Advertisement
If you have a new account but are having problems posting or verifying your account, please email us on hello@boards.ie for help. Thanks :)
Hello all! Please ensure that you are posting a new thread or question in the appropriate forum. The Feedback forum is overwhelmed with questions that are having to be moved elsewhere. If you need help to verify your account contact hello@boards.ie
Hi there,
There is an issue with role permissions that is being worked on at the moment.
If you are having trouble with access or permissions on regional forums please post here to get access: https://www.boards.ie/discussion/2058365403/you-do-not-have-permission-for-that#latest

Stats help

  • 04-03-2010 5:26pm
    #1
    Closed Accounts Posts: 1,581 ✭✭✭judas101


    Ok lads here a query for you all, might be a long one.

    Im a postgrad Engineer. I was never into stats, I didnt cover it at LC level and was never my strongest area. I prefer calculus.

    So in a paper Im reading the data is analyzed statically.
    The content is irrelevant but there are 3 possible outcomes, grasped, ungrasped and damaged.

    There are 7 subjects that do 6 tests each, 3 assisted (by some new technology) 3 unassisted.

    There were a further 12 test for validity (dont know why)

    The test was a two tailed paired t test.

    So theres 54 test altogether.
    The p-value is 0.05

    The testing results were:

    Unassisted: Not Grasped 8 Grasped 14 Damager 5
    Assisted: Not Grasped 2 Grasped 16 Damaged 9



    The test result is 0.037

    Can anyone help me see where this result came from?

    This might be very obvious to some of you but Im not good at this and dont think all the info is provided.

    I should mention that this is just for my own understanding.
    I read a lot of papers and always get lost when it comes to the stastical analysis of data.

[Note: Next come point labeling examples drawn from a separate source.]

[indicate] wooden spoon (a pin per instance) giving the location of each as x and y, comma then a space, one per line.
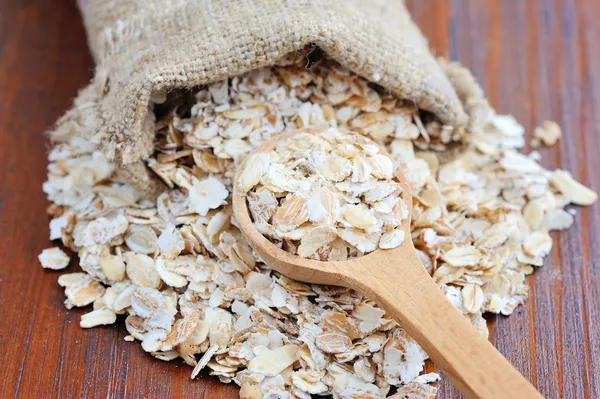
397, 280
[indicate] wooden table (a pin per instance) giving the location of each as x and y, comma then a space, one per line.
536, 59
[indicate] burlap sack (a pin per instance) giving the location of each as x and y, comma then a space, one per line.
143, 47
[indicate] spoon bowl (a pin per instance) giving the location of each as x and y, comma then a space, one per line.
397, 280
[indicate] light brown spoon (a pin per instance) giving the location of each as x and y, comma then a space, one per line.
398, 281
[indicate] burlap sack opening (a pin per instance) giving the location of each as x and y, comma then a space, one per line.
146, 47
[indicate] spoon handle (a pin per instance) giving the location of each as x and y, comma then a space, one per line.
402, 286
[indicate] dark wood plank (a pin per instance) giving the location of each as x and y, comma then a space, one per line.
536, 59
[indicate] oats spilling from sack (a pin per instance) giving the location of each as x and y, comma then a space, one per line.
188, 285
327, 195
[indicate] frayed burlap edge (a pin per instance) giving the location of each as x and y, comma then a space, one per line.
141, 49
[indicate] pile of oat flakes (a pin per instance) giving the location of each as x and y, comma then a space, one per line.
189, 286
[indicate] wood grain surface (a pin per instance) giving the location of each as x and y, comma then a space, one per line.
536, 59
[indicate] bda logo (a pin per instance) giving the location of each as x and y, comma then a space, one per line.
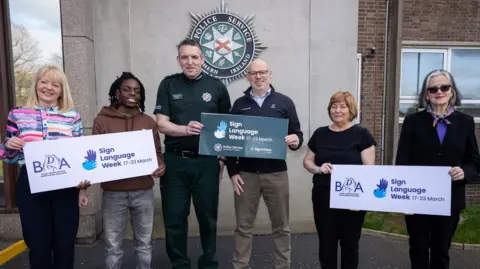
52, 165
221, 130
90, 160
381, 190
349, 187
218, 147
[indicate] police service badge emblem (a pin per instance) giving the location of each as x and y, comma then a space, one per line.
228, 42
206, 97
217, 147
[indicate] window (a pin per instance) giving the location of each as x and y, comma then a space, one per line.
463, 63
30, 36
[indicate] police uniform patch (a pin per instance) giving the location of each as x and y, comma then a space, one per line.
206, 97
228, 42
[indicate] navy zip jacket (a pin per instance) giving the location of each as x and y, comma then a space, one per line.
275, 105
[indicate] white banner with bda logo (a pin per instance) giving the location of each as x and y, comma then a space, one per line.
63, 163
400, 189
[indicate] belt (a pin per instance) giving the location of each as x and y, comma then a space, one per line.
183, 153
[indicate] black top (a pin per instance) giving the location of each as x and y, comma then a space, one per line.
419, 145
183, 100
275, 105
343, 147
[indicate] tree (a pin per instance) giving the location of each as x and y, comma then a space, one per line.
25, 48
25, 59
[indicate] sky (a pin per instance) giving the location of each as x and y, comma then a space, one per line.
42, 20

    any help is much appreciated.

    thanks


Comments

  • Registered Users, Registered Users 2 Posts: 1,163 ✭✭✭hivizman


    This is rather strange, because it appears that there are three outcomes of the test (grasped, ungrasped, damaged), but you say that the data were tested using a paired t test. This method is really only appropriate if the outcome of the test can be measured using some sort of scale data (for example, the amount of pressure exerted by the test subject), and it isn't suitable for categorical data (where you have several distinct outcomes).

    The presentation of the data would allow you to carry out a Chi-squared test of the null hypothesis that there is no difference in outcome between assisted and unassisted tests. I have calculated the Chi-squared statistic as 4.876, with two degrees of freedom, and the p-value for this is 0.087. Hence, if you require a p-value of 0.05 or less to reject the null hypothesis, you are unable to reject the hypothesis that there is no difference in outcome between assisted and unassisted tests.

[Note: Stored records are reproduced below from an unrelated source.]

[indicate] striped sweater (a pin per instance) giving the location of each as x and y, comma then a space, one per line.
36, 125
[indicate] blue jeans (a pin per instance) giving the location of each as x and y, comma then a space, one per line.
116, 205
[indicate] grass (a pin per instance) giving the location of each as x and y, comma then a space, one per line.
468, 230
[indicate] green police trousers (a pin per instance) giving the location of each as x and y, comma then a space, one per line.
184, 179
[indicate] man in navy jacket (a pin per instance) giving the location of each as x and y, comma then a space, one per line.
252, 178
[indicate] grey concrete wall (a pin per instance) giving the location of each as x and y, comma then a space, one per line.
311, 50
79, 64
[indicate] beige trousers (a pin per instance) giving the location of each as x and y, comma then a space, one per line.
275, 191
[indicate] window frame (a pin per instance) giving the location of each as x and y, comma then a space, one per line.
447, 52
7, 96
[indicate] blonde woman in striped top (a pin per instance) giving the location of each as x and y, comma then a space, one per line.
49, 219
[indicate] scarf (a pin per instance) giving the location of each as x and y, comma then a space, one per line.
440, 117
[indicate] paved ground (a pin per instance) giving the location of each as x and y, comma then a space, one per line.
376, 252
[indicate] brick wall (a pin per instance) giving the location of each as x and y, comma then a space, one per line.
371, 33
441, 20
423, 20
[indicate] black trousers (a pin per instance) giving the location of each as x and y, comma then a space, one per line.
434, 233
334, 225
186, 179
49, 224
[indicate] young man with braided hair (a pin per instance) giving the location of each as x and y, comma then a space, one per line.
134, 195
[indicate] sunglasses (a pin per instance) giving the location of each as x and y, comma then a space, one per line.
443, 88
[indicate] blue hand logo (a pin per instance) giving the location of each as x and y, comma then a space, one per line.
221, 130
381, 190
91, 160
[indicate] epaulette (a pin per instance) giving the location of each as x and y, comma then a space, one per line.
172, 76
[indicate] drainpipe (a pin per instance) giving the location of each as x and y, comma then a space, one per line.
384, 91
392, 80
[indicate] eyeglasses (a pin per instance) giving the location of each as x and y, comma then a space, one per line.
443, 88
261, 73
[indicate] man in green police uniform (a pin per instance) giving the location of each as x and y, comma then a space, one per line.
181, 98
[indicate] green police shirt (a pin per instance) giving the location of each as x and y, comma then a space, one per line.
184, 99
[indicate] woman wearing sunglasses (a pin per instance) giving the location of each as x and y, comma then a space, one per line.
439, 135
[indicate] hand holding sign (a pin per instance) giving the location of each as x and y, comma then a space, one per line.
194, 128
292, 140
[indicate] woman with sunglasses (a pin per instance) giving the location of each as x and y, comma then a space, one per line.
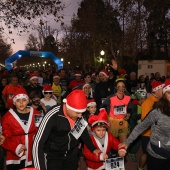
118, 108
48, 94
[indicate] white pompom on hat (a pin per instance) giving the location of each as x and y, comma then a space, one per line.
76, 101
19, 94
156, 85
47, 88
33, 76
166, 86
91, 102
104, 72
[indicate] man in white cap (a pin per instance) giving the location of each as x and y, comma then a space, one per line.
147, 105
34, 86
59, 133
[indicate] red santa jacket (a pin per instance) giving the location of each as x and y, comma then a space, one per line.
93, 162
17, 134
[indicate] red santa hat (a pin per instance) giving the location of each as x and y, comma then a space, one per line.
166, 86
47, 88
91, 102
20, 94
78, 73
56, 76
104, 72
93, 74
33, 76
156, 85
76, 101
101, 118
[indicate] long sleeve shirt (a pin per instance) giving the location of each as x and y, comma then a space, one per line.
160, 133
54, 136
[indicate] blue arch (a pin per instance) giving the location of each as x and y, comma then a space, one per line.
22, 53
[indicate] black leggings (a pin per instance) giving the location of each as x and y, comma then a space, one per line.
55, 162
157, 164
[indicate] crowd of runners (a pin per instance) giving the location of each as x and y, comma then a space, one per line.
51, 119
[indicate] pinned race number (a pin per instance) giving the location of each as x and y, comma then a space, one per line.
79, 127
114, 163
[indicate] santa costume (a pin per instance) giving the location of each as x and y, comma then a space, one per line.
108, 142
19, 132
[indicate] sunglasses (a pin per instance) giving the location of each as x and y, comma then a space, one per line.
48, 92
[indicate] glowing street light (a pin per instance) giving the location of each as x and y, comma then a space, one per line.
101, 59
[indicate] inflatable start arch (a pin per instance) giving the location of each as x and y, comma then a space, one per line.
22, 53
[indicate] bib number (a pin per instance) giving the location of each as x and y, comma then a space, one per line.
119, 110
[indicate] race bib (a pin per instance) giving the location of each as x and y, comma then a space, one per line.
37, 120
79, 127
114, 164
118, 110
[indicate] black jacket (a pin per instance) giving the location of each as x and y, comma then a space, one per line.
54, 136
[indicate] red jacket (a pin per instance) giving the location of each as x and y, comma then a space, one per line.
93, 162
16, 134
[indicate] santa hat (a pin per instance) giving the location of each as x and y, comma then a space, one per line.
78, 73
76, 101
104, 72
91, 102
156, 85
91, 91
47, 88
33, 76
166, 86
56, 76
102, 117
93, 74
20, 94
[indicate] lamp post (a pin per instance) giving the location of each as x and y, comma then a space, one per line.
62, 61
102, 59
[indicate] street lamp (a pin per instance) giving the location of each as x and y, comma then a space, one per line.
102, 54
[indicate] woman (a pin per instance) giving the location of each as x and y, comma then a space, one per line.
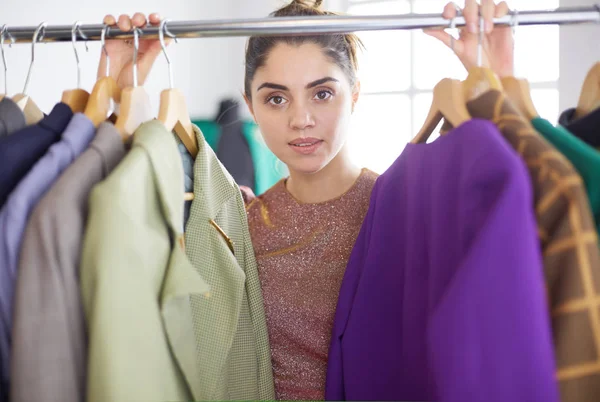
302, 91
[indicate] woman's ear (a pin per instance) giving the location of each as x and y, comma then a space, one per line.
249, 104
355, 94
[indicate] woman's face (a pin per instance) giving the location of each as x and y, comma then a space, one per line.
302, 102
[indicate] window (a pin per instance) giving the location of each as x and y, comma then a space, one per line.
399, 69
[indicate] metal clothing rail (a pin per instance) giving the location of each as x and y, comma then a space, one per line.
300, 25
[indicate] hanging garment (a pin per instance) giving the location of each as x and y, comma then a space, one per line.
19, 205
585, 128
267, 168
21, 150
136, 280
583, 157
569, 245
230, 327
172, 321
443, 298
302, 251
49, 329
188, 177
11, 117
233, 150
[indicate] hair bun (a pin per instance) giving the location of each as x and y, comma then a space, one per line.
316, 4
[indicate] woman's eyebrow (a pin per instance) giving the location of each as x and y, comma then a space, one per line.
320, 82
272, 86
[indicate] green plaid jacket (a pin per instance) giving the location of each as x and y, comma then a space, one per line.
166, 325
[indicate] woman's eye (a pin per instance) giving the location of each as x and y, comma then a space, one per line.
276, 100
323, 95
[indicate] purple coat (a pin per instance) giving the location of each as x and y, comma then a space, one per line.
443, 297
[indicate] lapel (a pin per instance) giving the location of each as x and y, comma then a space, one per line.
181, 280
215, 246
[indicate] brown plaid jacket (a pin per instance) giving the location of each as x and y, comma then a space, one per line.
569, 246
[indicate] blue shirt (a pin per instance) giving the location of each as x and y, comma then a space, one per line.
15, 213
22, 149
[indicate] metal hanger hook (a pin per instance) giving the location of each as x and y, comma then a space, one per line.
38, 35
136, 47
453, 25
514, 24
2, 36
161, 37
480, 41
74, 31
103, 44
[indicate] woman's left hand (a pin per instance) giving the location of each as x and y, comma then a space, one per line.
498, 50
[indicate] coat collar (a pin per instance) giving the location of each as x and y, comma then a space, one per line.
181, 280
161, 148
213, 185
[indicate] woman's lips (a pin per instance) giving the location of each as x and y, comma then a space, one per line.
306, 146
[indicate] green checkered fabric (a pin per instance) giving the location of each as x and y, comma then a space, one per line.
233, 355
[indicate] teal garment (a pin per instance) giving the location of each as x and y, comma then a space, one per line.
268, 170
584, 158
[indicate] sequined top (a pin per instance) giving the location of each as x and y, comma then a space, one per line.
302, 251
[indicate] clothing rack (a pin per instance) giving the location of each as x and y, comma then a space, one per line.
298, 25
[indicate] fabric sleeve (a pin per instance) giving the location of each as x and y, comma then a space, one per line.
47, 308
125, 253
335, 387
490, 334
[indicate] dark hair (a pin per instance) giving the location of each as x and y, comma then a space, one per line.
341, 49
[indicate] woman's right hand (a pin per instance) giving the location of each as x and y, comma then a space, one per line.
120, 52
497, 41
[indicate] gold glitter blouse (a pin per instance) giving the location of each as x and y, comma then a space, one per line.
302, 251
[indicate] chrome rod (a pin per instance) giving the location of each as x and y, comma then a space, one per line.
304, 26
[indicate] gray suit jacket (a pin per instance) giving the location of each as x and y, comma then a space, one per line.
49, 355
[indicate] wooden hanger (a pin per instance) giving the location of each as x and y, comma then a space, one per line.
449, 103
77, 98
106, 92
519, 92
32, 112
135, 103
173, 111
99, 104
589, 98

  • Closed Accounts Posts: 201 ✭✭ArmCandyBaby


    0.037 = P(ASSISTED & NOT GRASPED | TEST CONDUCTED) ;)


    Almost certain you're not giving all the details here.


  • Registered Users, Registered Users 2 Posts: 3,803 ✭✭✭El Siglo


    If you gave us a link or a citation to the paper that you're reading, that might help.


  • Registered Users, Registered Users 2 Posts: 1,163 ✭✭✭hivizman


    0.037 = P(ASSISTED & NOT GRASPED | TEST CONDUCTED) ;)

    Well spotted! But you wouldn't call this a "test result", would you? From the context, I was reading this as the p-value for the t statistic (though it could be the t-statistic itself, in which case it would not be significant at any conventional level).

    Almost certain you're not giving all the details here.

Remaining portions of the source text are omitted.